Last November, Google released Cloud Search with third-party connectivity. While not a direct replacement for the Google Search Appliance (GSA), Google Cloud Search is Google’s next-generation search platform and is an excellent option for many existing GSA customers whose appliances are nearing (or past) their expiration. Fishbowl is aiming to make the transition for GSA customers even easier with our new XML Feed Connector for Google Cloud Search.
One of the GSA’s features was the ability to index content via custom feeds using the GSA Feeds Protocol. Custom XML feed files containing content, URLs, and metadata could be pushed directly to the GSA through a feed client, and the GSA would parse and index the content in those files. The XML Feed Connector for Google Cloud Search brings this same functionality to Google’s next-generation search platform, allowing GSA customers to continue to use their existing XML feed files with Cloud Search.
Our number one priority with the XML Feed Connector was to ensure that users would be able to use the exact same XML feed files they used with the GSA, with no modifications to the files required. These XML feed files can provide content either by pointing to a URL to be crawled, or by directly providing the text, HTML, or compressed content in the XML itself.
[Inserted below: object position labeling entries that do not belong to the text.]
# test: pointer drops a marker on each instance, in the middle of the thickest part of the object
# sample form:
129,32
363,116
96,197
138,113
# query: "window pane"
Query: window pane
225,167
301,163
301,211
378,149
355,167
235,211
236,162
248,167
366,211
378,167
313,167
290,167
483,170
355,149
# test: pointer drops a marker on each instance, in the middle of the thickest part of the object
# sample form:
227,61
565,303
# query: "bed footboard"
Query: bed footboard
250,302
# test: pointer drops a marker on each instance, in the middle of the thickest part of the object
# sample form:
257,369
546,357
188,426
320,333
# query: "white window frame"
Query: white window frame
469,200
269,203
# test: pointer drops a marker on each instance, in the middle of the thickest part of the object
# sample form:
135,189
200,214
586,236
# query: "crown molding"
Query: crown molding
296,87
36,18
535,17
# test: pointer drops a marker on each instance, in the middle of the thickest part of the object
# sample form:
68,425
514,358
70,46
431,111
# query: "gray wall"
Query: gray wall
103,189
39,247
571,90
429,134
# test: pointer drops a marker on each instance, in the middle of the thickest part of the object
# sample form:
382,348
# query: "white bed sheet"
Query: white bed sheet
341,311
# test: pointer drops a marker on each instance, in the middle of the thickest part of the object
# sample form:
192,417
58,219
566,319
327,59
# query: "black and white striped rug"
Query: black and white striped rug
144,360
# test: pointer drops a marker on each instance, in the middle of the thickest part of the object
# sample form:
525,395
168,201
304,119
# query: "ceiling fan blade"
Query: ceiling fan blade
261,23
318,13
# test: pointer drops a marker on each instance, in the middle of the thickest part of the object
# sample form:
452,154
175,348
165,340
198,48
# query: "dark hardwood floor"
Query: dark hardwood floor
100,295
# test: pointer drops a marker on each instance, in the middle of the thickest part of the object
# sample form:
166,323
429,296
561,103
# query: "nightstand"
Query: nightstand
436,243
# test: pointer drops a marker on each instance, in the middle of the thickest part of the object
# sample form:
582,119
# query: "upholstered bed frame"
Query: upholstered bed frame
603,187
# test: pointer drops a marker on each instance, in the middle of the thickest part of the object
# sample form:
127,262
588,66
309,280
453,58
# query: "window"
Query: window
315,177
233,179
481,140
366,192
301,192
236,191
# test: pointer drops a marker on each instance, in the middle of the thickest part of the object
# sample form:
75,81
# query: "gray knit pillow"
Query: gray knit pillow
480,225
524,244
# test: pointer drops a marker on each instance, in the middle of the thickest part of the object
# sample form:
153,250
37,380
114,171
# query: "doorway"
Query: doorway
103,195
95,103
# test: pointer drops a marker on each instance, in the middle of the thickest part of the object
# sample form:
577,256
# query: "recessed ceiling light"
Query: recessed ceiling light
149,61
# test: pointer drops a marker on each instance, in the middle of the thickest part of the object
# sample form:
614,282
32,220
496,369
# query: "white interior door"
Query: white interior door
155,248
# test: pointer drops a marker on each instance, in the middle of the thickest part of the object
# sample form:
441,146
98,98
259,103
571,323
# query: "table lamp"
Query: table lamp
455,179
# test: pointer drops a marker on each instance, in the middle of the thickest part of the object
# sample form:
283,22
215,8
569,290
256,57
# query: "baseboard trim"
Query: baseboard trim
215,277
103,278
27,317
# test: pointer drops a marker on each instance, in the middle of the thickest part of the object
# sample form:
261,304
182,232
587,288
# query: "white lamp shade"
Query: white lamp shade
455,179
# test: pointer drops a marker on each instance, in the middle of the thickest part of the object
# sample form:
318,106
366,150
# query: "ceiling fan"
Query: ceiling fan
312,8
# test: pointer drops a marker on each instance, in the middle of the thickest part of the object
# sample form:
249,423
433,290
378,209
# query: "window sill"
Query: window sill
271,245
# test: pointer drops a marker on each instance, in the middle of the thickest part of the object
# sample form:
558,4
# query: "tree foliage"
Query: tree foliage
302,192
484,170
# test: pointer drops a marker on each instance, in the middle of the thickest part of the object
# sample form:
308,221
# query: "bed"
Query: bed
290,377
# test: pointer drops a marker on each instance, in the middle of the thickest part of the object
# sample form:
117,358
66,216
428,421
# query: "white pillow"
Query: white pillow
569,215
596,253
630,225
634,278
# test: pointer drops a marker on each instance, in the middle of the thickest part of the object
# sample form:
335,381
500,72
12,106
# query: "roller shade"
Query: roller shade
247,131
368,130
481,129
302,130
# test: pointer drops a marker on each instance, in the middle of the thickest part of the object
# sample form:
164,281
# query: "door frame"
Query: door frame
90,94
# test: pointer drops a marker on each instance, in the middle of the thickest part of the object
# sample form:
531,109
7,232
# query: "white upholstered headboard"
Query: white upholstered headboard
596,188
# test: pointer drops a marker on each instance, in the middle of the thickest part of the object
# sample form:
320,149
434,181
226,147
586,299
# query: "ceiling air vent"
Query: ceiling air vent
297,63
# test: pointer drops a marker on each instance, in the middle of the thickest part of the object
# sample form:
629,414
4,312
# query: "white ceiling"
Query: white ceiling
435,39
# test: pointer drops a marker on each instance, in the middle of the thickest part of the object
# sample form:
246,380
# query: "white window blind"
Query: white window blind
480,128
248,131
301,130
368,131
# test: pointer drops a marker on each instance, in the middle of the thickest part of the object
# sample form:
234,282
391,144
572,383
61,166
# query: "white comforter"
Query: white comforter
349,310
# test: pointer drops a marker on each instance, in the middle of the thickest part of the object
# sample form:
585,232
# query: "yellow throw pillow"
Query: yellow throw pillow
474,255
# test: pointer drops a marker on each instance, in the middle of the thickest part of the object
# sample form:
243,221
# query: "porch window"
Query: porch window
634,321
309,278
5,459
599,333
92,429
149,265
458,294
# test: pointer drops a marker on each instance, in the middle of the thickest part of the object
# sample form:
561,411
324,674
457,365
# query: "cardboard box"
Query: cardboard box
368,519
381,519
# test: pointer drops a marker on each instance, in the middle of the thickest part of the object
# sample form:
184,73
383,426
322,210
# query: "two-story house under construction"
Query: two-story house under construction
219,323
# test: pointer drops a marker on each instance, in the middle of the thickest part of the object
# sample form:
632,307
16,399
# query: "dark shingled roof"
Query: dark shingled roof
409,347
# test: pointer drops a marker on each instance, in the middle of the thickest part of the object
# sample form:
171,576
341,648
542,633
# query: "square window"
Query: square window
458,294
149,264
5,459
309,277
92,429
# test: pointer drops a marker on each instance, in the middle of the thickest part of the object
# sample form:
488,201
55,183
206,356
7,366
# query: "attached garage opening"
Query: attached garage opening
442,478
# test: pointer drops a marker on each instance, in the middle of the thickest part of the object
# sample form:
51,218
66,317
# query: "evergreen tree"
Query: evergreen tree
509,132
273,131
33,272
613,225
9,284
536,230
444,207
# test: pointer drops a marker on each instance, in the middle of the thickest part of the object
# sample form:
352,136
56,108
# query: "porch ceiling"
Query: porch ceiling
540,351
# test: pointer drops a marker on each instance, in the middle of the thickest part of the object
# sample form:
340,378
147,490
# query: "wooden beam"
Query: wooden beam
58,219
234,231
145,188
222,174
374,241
For URLs, the GSA’s built-in web crawler would retrieve the content; however, Google Cloud Search has no built-in crawling capabilities. But fear not, as our XML Feed Connector will handle URL content retrieval before sending the content to Cloud Search for indexing. It will also extract the title and metadata from any HTML page or PDF document retrieved via the provided URL, allowing the metadata to be used for relevancy, display, and filtering purposes. For content feeds using base-64 compressed content, the connector will also handle decompression and extraction of content for indexing.
In order to queue feeds for indexing, we’ve implemented the GSA’s feed client functionality, allowing feed files to be pushed to the Connector through a web port. The same scripts and web forms you used with the GSA will work here. You can configure the HTTP listener port and restrict the Connector to only accept files from certain IP addresses.
Another difference between the GSA and Google Cloud Search is how they handle metadata. The GSA would accept and index any metadata provided for an item, but Cloud Search requires you to specify and register a structured data schema that defines the metadata fields that will be accepted. There are tighter restrictions on names of metadata fields in Cloud Search, so we implemented the ability to map metadata names between those in your feed files and those uploaded to Cloud Search. For example, let’s say your XML feed file has a metadata field titled “document_title”. Cloud Search does not allow for underscores in metadata definitions, so you could register your schema with the metadata field “documenttitle”, then using the XML Feed Connector, map the XML field “document_title” to the Cloud Search field “documenttitle”.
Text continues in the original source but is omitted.